2. What assumptions does this test require? How would I check them?
3. What would a significant vs non-significant result tell me?
4. Write the Python code to run this analysis using scipy/statsmodels
5. Interpret the output — what numbers to look at and what they mean

Data Visualization

Chart Selection

I need to visualize this data: [describe data structure and what I want to show].

Audience: [executives/analysts/public]. Medium: [dashboard/presentation/report].

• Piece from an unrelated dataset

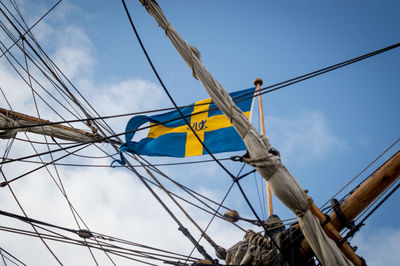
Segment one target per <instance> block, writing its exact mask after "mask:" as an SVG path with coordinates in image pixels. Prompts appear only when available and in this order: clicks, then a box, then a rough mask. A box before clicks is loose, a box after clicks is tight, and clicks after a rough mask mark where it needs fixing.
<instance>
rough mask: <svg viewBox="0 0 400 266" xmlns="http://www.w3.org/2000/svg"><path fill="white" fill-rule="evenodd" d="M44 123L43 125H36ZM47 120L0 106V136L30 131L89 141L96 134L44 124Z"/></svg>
mask: <svg viewBox="0 0 400 266" xmlns="http://www.w3.org/2000/svg"><path fill="white" fill-rule="evenodd" d="M38 124H45V125H43V126H36V125H38ZM46 124H49V121H46V120H43V119H38V118H36V117H32V116H28V115H24V114H21V113H17V112H13V111H9V110H6V109H3V108H0V138H2V139H9V138H13V137H15V135H16V134H17V133H18V132H32V133H36V134H43V135H46V136H50V137H54V138H59V139H63V140H69V141H75V142H80V143H83V142H89V141H93V140H95V139H96V138H98V137H97V135H95V134H93V133H91V132H87V131H83V130H80V129H75V128H70V127H67V126H63V125H58V124H55V125H46ZM7 128H10V129H7Z"/></svg>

Recommend the best chart type:
1. Why this chart over alternatives (name 2 alternatives and why they're worse)
2. What to put on each axis
3. Color strategy (categorical, sequential, diverging)
4. Common misinterpretation of this chart type and how to prevent it
5. Annotations or reference lines that would add context

Chart Description for AI Image Tools

Describe a chart that shows [data relationship] for use with an AI image generator.

Provide:
1. A detailed text description of the chart (type, axes, data points, labels, annotations)
2. Key insights the chart should communicate
3. Suggested color palette with hex codes
4. What to omit — chart junk that would distract from the message

Make it specific enough that someone could sketch the chart from this description.

Analysis & Storytelling

Finding the Narrative

Here's a dataset analysis result: [paste summary statistics, correlation matrix,
 or key findings].

The audience is [describe]. They care about [what matters to them].

Transform this into a narrative:
1. The headline insight — one sentence they'll remember
2. 3 supporting findings with specific numbers
3. One "surprising" finding that challenges assumptions
4. Recommended action based on the data
5. One caveat or limitation to acknowledge

Keep it under 300 words. No jargon unless the audience uses it.

Stakeholder Q&A Prep

I'm presenting this analysis to [stakeholder type]. 

Key findings: [list 3-5 findings].

Anticipate their questions:
1. "How confident are you in these numbers?" — prepare a response with confidence intervals
2. "What would change if we looked at [alternative segment/time period]?"
3. "How does this compare to [benchmark/competitor/previous period]?"
4. "What should we do differently based on this?"
5. "What data are we missing that would make this more definitive?"

For each, provide a 2-3 sentence response I can deliver verbally.

A/B Testing

Test Design

Design an A/B test for [change we want to test].

Current metric: [baseline value]. Minimum detectable effect: [X%].
Significance level: 0.05. Power: 0.80.

Provide:
1. Sample size required per variant
2. Duration needed given our daily traffic of [X users/day]
3. Primary metric and 3 guardrail metrics (metrics that shouldn't change)
4. Ramp-up plan (start at 1%, increase to 50%)
5. When to stop the test early (if variant is clearly winning or losing)

Results Interpretation

A/B test results:
- Control: [N] users, conversion rate [X%]
- Variant: [N] users, conversion rate [Y%]
- P-value: [number]

Analyze these results:
1. Is the difference statistically significant? At what confidence level?
2. Is it practically significant? (Does the effect size matter for the business?)
3. What's the confidence interval for the lift?
4. Should we ship the variant? If not, what additional data would change your recommendation?
5. What are 2 alternative explanations for the result (besides the variant causing the change)?

Note:

Replace bracketed placeholders with actual schema, data, and business context. The more precise your input, the more actionable the output.